EDUARDO GONZÁLEZ VIAÑA
Lingüistas, profesores universitarios, escritores y científicos cibernéticos discutieron semanas atrás en Seattle sobre el destino del libro.
Ello me ha ocasionado un sueño: Visitaba la casa donde viví mi infancia en un puerto del norte del Perú.
Fue en sueños, naturalmente, porque vivo en Estados Unidos, no he entrado en ella desde los tiempos de mi adolescencia, y tal vez ha cambiado tanto como yo en todos estos años, pero lo cierto es que me veía entrar solo en ella, y tenía que recorrerla desde la puerta de entrada hasta la que daba a la otra calle.
Era de noche. -Ya no estarán conmigo mis padres - pensé- y mis hermanas viven lejos. Me sentiría mejor si todo fuera como antes. A lo mejor, todo era como antes, y nada había cambiado porque el ayer está en el ahora cuando las cosas suceden en un sueño o acontecen dentro del corazón.
Por fin, de pieza en pieza, fui a dar con la puerta trasera que debería ofrecer acceso a la otra calle, pero en el sueño me hacía entrar en Oviedo y después pasé de España a otro sueño y a otra vida.

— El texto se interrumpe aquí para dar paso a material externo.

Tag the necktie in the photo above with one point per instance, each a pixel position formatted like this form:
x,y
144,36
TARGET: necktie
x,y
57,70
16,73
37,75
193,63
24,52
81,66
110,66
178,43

Me dije: -En cuanto abra esta puerta, penetraré en otra ciudad, la que al final también tendrá otra puerta que abriré para entrar en otro paisaje, y así estaré entrando y saliendo a través de patios y casas, ríos y bosques, historias y lagos, montes y países, amores y desamparos, caminos, mares, aventuras y planetas.
Un libro es como la puerta que vi en mis sueños. Caminamos con él a solas por el mundo y por la noche. Nos permite iluminar las habitaciones y los tiempos más sombríos. Nos instala en el universo confundidos entre los astros. Nos hace creer que ésta y todas las noches todo en el mundo estamos soñando el mismo sueño.
Por fin, se abre y nos deja entrar a un número infinito de otras puertas y caminos. El lector mira fijamente una superficie blanca cubierta de letras a las que persigue con los ojos. De izquierda a derecha y de arriba hacia abajo, la vista adquiere cierta voracidad por esos signos que se convierten en caminos y significados.
El roce entre la vista y la superficie del papel no produce desgaste y, sin embargo, inaugura una infatigable arquitectura de ciudades y de sueños y se transforma en una puerta que se abre hacia un espacio misterioso.
En ese territorio discurren los anhelos y las ilusiones de los hombres. La comunidad humana convierte al libro en su desván de recuerdos y en el notario que habrá de transmitirlos de una generación a otra y a las otras para garantizar que habrá hombres y recuerdos por los siglos de los siglos hasta el día de la resurrección de la carne y la vida perdurable.
En el camino, o sea en la historia, la comunidad se hace «humana» porque el animal que lee se transforma en hombre, y este ser borra las fronteras entre los que viven y los difuntos, se traslada sin moverse a países prodigiosos y a historias adormecidas como la de Ulises que todo el tiempo continuará huyendo de los brazos eternos de la perversa Circe y navegando hacia la dorada Itaca invisible.
Lo más importante de todo esto es que el ser-lector aprenderá a no morir, o por lo menos a no morir por completo, lo cual es atributo primero de la especie humana.
En Seattle, alguien me preguntó si creía que, con el avance de los medios cibernéticos, el libro se iba a acabar, y yo le respondí que eso era muy probable, y que por lo tanto había que salir corriendo a leer todos los que nos quedan por leer por todo el tiempo que nos quede?
Cuando he salido de mi país, o de mi casa, para quedarme en otro lado del mundo, al lado de mi ropa, siempre llevé conmigo las obras completas de Borges y Neruda y, dicho por ellos, leí «libro, cuando te cierro, abro la vida» y divisé «libros y casas como ángeles». Así diviso la casa de mi infancia a la que entro cada noche mientras caballos transparentes galopan en medio de mis sueños, y el libro, esa puerta abierta hacia las otras puertas, transmite la palabra que es el Verbo.
Y el Verbo, en el Evangelio de Juan, vuelve a ser la luz verdadera que alumbra a todo hombre que vive en este mundo.